We have built Data Vault for Offer and PrintOut and pretty much virtualized BV components (see attached diagram).
As there are quite a few dependencies, data volumes significant and solution is deployed on the on-prem SQL Server box, we experience poor performance. Additionally as the business logic is based on the latest entries in raw satellites, BV is not auditable and shows only latest calculated values. The advantage of the solution is that code is implemented once and is reusable.

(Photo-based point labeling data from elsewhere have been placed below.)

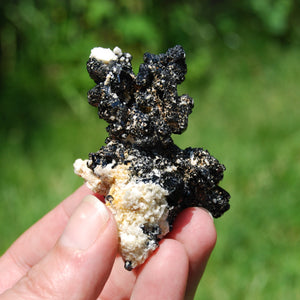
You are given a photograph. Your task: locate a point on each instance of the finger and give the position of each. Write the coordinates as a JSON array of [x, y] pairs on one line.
[[81, 261], [195, 229], [164, 274], [120, 282], [32, 245]]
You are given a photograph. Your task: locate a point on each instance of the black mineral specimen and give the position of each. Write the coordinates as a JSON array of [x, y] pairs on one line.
[[143, 111]]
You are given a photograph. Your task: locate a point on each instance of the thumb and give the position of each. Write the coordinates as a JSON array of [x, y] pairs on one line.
[[79, 264]]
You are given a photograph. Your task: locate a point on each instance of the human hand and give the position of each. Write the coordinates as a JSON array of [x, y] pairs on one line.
[[71, 253]]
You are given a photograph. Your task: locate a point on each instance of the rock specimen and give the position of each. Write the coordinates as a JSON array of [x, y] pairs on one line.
[[146, 179]]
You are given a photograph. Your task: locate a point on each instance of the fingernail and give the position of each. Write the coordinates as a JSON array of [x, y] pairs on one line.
[[85, 225], [210, 214]]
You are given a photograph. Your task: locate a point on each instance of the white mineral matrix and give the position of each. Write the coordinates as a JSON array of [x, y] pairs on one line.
[[145, 178]]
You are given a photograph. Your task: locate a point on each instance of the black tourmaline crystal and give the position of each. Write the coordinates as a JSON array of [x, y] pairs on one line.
[[143, 111]]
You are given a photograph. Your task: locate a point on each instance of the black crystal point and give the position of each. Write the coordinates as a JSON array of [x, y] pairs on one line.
[[143, 111]]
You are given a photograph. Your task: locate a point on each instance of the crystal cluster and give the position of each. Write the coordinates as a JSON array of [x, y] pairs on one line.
[[146, 179]]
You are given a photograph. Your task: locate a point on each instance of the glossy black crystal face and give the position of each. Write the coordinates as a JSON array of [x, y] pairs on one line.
[[142, 112]]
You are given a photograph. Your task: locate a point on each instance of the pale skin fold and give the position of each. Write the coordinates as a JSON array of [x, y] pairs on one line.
[[71, 253]]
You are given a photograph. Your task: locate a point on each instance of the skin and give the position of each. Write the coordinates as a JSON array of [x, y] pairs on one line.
[[49, 261]]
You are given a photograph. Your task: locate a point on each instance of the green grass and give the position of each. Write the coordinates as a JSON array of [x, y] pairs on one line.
[[248, 117]]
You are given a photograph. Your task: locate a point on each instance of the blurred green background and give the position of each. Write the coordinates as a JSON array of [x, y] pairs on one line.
[[243, 73]]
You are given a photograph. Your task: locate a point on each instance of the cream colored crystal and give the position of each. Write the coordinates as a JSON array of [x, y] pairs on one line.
[[134, 205]]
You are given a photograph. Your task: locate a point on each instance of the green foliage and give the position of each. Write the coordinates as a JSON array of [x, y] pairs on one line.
[[243, 73]]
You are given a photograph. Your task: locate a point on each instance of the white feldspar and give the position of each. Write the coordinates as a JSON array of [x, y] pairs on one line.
[[133, 204], [104, 54]]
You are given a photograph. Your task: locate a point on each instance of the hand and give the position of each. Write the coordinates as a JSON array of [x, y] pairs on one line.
[[71, 253]]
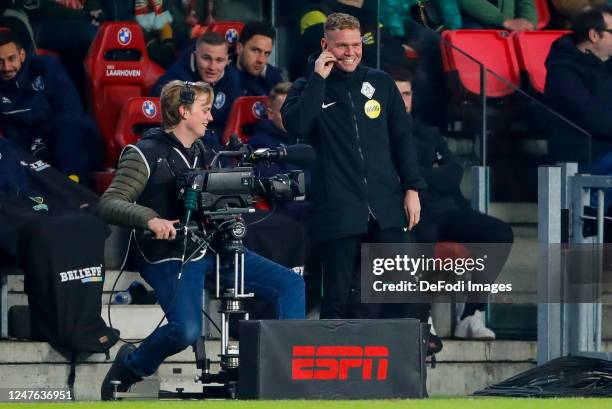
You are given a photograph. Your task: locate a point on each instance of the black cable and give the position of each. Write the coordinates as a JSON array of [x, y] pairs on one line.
[[570, 376], [121, 271]]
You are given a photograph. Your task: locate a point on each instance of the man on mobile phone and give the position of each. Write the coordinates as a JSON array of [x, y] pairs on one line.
[[366, 178]]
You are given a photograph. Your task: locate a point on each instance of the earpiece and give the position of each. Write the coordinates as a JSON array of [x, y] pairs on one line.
[[187, 95]]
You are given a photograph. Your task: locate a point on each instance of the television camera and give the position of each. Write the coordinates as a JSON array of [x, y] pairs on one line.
[[214, 201]]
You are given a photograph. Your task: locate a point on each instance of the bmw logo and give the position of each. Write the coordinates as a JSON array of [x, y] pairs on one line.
[[259, 110], [149, 109], [231, 35], [124, 36]]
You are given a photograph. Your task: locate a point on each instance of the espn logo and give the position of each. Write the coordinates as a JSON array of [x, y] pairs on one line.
[[327, 363]]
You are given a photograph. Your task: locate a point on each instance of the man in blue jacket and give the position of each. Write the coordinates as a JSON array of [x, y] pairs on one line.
[[253, 51], [40, 110], [207, 61]]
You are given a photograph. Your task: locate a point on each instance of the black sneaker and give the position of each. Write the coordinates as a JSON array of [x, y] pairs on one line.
[[119, 371]]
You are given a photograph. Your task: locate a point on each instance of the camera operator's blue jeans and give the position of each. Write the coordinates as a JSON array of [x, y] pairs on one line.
[[181, 300]]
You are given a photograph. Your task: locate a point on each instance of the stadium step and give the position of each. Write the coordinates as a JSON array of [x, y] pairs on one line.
[[35, 365], [462, 367]]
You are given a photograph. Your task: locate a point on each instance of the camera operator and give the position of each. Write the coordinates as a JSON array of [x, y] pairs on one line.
[[143, 195], [366, 176]]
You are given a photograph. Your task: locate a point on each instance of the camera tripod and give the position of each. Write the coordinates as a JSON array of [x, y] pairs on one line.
[[226, 232]]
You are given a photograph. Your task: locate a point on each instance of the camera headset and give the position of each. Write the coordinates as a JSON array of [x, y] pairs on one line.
[[188, 94]]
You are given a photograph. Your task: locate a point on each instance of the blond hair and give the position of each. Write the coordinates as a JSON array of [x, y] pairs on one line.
[[170, 99], [341, 21]]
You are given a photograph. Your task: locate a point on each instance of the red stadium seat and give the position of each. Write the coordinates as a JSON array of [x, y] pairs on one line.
[[43, 51], [245, 111], [230, 30], [543, 10], [138, 114], [118, 67], [532, 48], [493, 48]]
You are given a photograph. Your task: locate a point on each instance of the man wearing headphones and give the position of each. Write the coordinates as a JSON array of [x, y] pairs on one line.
[[143, 196]]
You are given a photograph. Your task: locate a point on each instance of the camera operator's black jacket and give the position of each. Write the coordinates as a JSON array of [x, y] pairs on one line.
[[365, 163], [145, 187]]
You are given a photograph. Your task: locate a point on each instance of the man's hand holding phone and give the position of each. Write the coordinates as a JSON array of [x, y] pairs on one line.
[[324, 64]]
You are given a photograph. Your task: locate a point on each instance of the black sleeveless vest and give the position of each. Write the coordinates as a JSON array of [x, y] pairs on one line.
[[167, 160]]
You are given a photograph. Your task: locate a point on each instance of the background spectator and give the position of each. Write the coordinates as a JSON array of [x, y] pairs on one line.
[[207, 61], [447, 215], [253, 50], [40, 110], [512, 15]]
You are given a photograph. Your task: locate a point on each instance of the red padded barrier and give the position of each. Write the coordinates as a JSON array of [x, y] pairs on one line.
[[118, 67], [137, 111], [245, 111], [494, 49], [230, 30], [532, 48]]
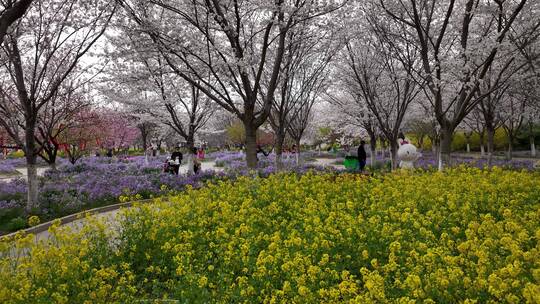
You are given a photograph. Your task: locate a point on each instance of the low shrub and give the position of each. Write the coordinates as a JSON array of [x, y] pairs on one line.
[[464, 235]]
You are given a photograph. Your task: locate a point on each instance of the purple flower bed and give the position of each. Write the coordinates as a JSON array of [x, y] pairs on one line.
[[429, 161], [100, 181], [7, 168]]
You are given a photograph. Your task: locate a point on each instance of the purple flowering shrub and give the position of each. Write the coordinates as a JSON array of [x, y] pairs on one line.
[[6, 168], [94, 182]]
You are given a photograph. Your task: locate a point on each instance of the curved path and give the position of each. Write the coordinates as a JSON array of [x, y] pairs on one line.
[[109, 213]]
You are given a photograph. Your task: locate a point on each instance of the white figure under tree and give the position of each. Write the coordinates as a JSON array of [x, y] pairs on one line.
[[407, 154]]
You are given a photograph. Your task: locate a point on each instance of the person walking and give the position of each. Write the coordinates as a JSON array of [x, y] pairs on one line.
[[176, 158], [196, 161], [362, 156]]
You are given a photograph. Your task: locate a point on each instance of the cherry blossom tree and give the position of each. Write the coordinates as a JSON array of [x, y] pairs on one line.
[[458, 42], [304, 71], [58, 115], [38, 56], [10, 12], [232, 42]]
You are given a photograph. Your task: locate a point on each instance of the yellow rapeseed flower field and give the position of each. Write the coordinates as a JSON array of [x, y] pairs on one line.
[[461, 236]]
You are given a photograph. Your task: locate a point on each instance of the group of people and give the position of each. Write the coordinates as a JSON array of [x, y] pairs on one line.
[[173, 163]]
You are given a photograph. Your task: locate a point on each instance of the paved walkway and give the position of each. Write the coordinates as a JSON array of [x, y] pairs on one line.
[[110, 217], [23, 174], [327, 162]]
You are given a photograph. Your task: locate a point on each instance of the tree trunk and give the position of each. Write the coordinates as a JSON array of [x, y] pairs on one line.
[[298, 152], [31, 162], [510, 147], [421, 142], [533, 146], [373, 151], [190, 144], [393, 154], [482, 149], [251, 145], [280, 139], [490, 144], [446, 146]]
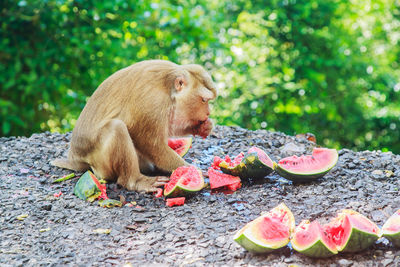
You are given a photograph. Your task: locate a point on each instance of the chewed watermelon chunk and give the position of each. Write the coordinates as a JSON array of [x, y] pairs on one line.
[[180, 145], [267, 232], [309, 238], [184, 180], [177, 201], [219, 179], [89, 188], [391, 229], [307, 167], [352, 231]]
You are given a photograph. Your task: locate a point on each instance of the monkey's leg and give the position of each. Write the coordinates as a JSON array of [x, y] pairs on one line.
[[116, 156]]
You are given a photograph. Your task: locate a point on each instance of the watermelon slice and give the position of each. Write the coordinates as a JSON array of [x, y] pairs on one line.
[[218, 179], [177, 201], [254, 164], [89, 188], [352, 231], [391, 229], [184, 180], [258, 164], [309, 167], [310, 239], [267, 232], [180, 145]]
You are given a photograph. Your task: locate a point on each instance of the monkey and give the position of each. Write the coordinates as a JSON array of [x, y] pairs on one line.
[[122, 132]]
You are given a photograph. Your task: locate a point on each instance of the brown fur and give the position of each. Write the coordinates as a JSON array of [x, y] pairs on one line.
[[123, 130]]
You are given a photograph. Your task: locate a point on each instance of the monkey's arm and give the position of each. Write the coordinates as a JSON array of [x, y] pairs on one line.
[[165, 158]]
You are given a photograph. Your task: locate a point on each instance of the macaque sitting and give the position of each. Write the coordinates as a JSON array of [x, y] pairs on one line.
[[123, 130]]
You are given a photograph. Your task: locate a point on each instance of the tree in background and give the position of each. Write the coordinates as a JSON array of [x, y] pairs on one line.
[[327, 67]]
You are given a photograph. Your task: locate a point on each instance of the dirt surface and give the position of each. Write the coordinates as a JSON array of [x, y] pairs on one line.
[[39, 229]]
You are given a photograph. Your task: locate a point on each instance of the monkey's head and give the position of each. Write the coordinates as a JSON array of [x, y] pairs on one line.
[[194, 89]]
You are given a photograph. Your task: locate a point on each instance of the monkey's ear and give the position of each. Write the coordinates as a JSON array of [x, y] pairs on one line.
[[180, 82]]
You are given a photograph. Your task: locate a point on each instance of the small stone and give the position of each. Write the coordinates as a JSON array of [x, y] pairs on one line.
[[344, 262], [386, 262]]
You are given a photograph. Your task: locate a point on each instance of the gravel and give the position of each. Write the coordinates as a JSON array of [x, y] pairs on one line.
[[37, 228]]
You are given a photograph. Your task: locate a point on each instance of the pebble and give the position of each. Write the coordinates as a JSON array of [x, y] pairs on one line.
[[202, 229], [345, 262]]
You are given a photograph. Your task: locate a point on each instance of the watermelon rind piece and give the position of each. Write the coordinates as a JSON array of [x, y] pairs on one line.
[[391, 229], [110, 203], [358, 239], [317, 248], [255, 166], [307, 176], [185, 144], [251, 166], [180, 189], [247, 236], [86, 188]]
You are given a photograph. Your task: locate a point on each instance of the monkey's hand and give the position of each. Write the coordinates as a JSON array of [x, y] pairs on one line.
[[203, 129]]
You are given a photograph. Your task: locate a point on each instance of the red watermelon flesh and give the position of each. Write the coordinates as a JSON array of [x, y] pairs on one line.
[[102, 187], [216, 162], [340, 230], [262, 156], [308, 233], [320, 160], [177, 201], [180, 145], [185, 178], [219, 179], [271, 229], [393, 223]]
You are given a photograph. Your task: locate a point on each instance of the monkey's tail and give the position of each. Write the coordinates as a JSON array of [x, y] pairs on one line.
[[71, 165]]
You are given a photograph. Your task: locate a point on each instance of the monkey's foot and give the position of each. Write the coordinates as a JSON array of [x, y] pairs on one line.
[[148, 184]]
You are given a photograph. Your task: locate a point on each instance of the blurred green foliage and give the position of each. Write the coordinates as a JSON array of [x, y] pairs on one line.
[[330, 67]]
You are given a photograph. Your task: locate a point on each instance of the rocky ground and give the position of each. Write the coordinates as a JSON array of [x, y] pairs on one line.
[[37, 228]]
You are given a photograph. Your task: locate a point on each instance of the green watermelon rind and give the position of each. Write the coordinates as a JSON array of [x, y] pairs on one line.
[[238, 170], [250, 167], [86, 189], [358, 240], [251, 244], [255, 168], [304, 177], [181, 190], [187, 146], [393, 237], [316, 250]]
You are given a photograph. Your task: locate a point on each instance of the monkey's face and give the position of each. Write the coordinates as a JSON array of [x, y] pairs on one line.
[[192, 106]]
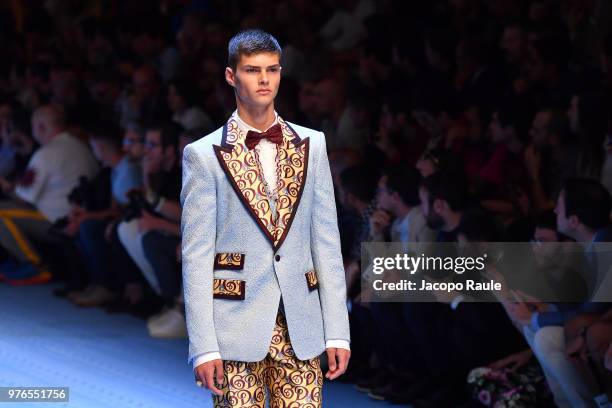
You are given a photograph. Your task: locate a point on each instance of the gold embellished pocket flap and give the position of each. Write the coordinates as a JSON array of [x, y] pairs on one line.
[[229, 260], [233, 289], [311, 280]]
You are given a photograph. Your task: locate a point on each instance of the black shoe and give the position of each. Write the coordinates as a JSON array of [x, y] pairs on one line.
[[400, 392], [354, 372], [445, 396], [63, 291], [118, 306], [379, 379]]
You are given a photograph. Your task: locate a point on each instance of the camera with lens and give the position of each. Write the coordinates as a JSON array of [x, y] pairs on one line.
[[137, 203]]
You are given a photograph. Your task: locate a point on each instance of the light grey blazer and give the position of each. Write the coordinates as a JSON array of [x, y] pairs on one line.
[[238, 259]]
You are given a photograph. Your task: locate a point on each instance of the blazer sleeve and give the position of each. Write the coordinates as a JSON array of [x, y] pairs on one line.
[[198, 228], [325, 248]]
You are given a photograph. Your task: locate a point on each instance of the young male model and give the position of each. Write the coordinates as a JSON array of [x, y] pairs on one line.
[[263, 276]]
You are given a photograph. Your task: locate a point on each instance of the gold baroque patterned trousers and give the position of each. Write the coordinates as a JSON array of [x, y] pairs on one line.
[[288, 381]]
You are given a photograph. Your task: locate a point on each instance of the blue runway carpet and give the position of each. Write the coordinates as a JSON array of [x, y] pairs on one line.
[[106, 360]]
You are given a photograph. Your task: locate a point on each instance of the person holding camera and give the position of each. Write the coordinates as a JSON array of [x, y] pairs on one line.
[[101, 202], [151, 232], [40, 197]]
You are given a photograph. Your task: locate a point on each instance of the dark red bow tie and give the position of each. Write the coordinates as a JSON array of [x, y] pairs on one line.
[[274, 134]]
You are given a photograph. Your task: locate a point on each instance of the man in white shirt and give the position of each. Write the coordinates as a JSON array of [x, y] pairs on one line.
[[259, 222], [41, 196]]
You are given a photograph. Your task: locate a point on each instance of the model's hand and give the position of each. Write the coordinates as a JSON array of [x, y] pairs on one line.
[[337, 359], [206, 373]]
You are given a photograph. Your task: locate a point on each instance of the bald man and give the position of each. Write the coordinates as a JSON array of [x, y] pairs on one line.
[[40, 197]]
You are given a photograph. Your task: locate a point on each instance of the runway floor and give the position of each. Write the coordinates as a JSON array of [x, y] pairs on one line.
[[106, 360]]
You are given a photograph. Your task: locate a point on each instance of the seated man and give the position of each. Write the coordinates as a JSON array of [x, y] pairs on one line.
[[583, 209], [88, 221], [41, 196]]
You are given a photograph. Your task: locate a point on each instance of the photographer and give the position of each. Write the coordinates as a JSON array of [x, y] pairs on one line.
[[39, 198], [97, 206], [151, 234]]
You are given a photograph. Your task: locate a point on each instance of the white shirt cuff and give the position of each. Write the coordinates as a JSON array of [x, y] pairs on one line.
[[337, 344], [202, 358]]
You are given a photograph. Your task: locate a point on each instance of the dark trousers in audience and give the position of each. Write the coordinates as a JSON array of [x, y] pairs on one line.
[[95, 249], [395, 347], [160, 250]]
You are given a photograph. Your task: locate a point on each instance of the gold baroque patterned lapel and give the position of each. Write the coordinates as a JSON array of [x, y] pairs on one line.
[[240, 165]]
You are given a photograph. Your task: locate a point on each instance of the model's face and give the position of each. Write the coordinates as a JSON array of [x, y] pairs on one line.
[[256, 79]]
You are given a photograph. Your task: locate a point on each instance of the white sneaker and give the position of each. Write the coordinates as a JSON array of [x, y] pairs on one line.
[[172, 326]]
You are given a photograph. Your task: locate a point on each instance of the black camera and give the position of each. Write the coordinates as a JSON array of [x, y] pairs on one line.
[[136, 204]]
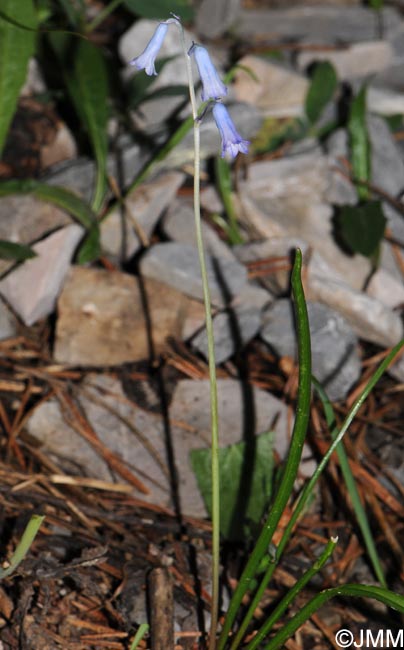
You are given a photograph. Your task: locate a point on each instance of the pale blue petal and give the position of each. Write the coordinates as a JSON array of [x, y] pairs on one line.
[[212, 86], [145, 61], [232, 142]]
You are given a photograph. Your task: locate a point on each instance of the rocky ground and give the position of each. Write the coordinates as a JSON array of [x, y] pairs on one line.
[[103, 376]]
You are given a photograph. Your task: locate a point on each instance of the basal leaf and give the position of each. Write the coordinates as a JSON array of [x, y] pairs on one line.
[[245, 483], [16, 47], [12, 251], [321, 90], [362, 226], [359, 142], [161, 9]]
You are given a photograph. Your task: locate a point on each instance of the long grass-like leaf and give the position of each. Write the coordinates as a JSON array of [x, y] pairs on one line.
[[143, 629], [291, 594], [289, 472], [224, 184], [351, 486], [384, 596], [16, 47]]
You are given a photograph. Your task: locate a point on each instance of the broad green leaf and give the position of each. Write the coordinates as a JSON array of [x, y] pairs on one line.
[[245, 483], [88, 86], [90, 249], [362, 226], [59, 196], [24, 545], [161, 9], [359, 142], [16, 47], [12, 251], [321, 90]]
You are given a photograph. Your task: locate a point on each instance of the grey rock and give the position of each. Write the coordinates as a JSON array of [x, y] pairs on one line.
[[122, 235], [317, 24], [15, 225], [334, 345], [247, 119], [191, 405], [289, 198], [235, 327], [130, 158], [79, 176], [8, 322], [279, 250], [179, 226], [140, 445], [275, 90], [385, 101], [355, 61], [137, 437], [108, 318], [32, 288], [214, 17], [178, 266], [387, 161], [368, 317], [386, 288]]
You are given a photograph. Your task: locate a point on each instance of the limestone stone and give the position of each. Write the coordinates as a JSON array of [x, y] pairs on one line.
[[33, 287], [177, 265], [334, 346], [122, 235], [102, 317], [276, 90]]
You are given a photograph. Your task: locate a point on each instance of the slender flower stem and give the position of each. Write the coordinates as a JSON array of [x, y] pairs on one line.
[[211, 359]]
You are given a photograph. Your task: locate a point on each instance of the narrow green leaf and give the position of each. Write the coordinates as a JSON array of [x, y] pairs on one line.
[[362, 226], [359, 142], [161, 9], [321, 90], [224, 185], [245, 484], [16, 47], [59, 196], [384, 596], [289, 472], [24, 545], [88, 86], [143, 629], [90, 249], [350, 482], [72, 12], [292, 594], [12, 251]]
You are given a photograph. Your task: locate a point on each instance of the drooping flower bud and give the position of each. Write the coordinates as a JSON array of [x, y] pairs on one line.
[[212, 86], [232, 142]]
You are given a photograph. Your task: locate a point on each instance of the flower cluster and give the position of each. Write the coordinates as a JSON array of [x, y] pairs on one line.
[[213, 88]]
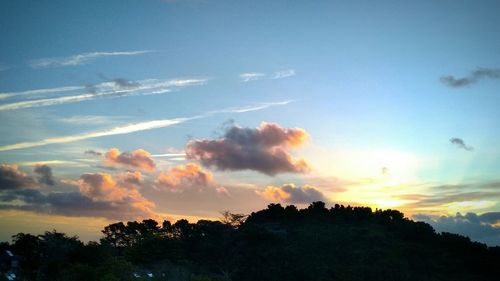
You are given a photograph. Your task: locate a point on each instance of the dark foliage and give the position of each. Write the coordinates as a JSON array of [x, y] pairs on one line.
[[277, 243]]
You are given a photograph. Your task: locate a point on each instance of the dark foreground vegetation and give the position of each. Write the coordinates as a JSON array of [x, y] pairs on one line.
[[278, 243]]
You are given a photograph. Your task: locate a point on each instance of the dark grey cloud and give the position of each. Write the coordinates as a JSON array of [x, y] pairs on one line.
[[44, 175], [472, 78], [98, 195], [263, 149], [12, 178], [289, 193], [477, 227], [69, 204], [93, 153], [121, 83], [461, 143]]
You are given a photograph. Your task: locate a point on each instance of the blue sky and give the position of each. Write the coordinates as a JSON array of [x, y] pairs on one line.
[[363, 80]]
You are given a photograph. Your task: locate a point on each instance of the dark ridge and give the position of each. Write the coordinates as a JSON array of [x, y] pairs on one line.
[[277, 243]]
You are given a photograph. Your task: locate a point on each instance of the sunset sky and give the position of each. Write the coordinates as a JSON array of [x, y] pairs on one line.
[[123, 110]]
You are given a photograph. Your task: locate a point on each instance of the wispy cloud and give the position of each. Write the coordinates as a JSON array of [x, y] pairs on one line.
[[283, 74], [472, 78], [90, 119], [126, 129], [40, 92], [107, 90], [253, 76], [461, 144], [80, 58], [256, 107]]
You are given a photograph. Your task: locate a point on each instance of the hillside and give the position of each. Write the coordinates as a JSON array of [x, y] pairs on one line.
[[277, 243]]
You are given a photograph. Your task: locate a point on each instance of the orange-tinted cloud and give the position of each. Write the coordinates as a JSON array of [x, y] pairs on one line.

Here is the current sequence of steps and dependencies in the current pipeline
- Raw Vault – in parallel
- Load Offer_Hub, Offer_Sats from raw sources
- Virtual BV (SQL Views)
1a Calculate Offer_Tags based on Offer raw vault satellites
1b Calculate Offer_PrintOuts based on PrintOut raw vault
2a Calculate Offer_Params based on Offer_Tags
- Expose Offer data in consumption layer (as virtual Offer DIM)
We considered adding PITs and Business Satellite to accelerate the pipeline and add audit to BV, but we struggle with additional dependencies that appear and questions:
- should we create PITs for raw vault and use them to accelerate build out of business satellites?
- should we create another layer of PIT to accelerate DIM?
- how to shape business satellites? Per topic, 1 broad satellite? should the simple attributes ( COALESCE(sat1.Att1, sat2.Att2) ) be included in business satellite as well?
I’d appreciate your feedback on above.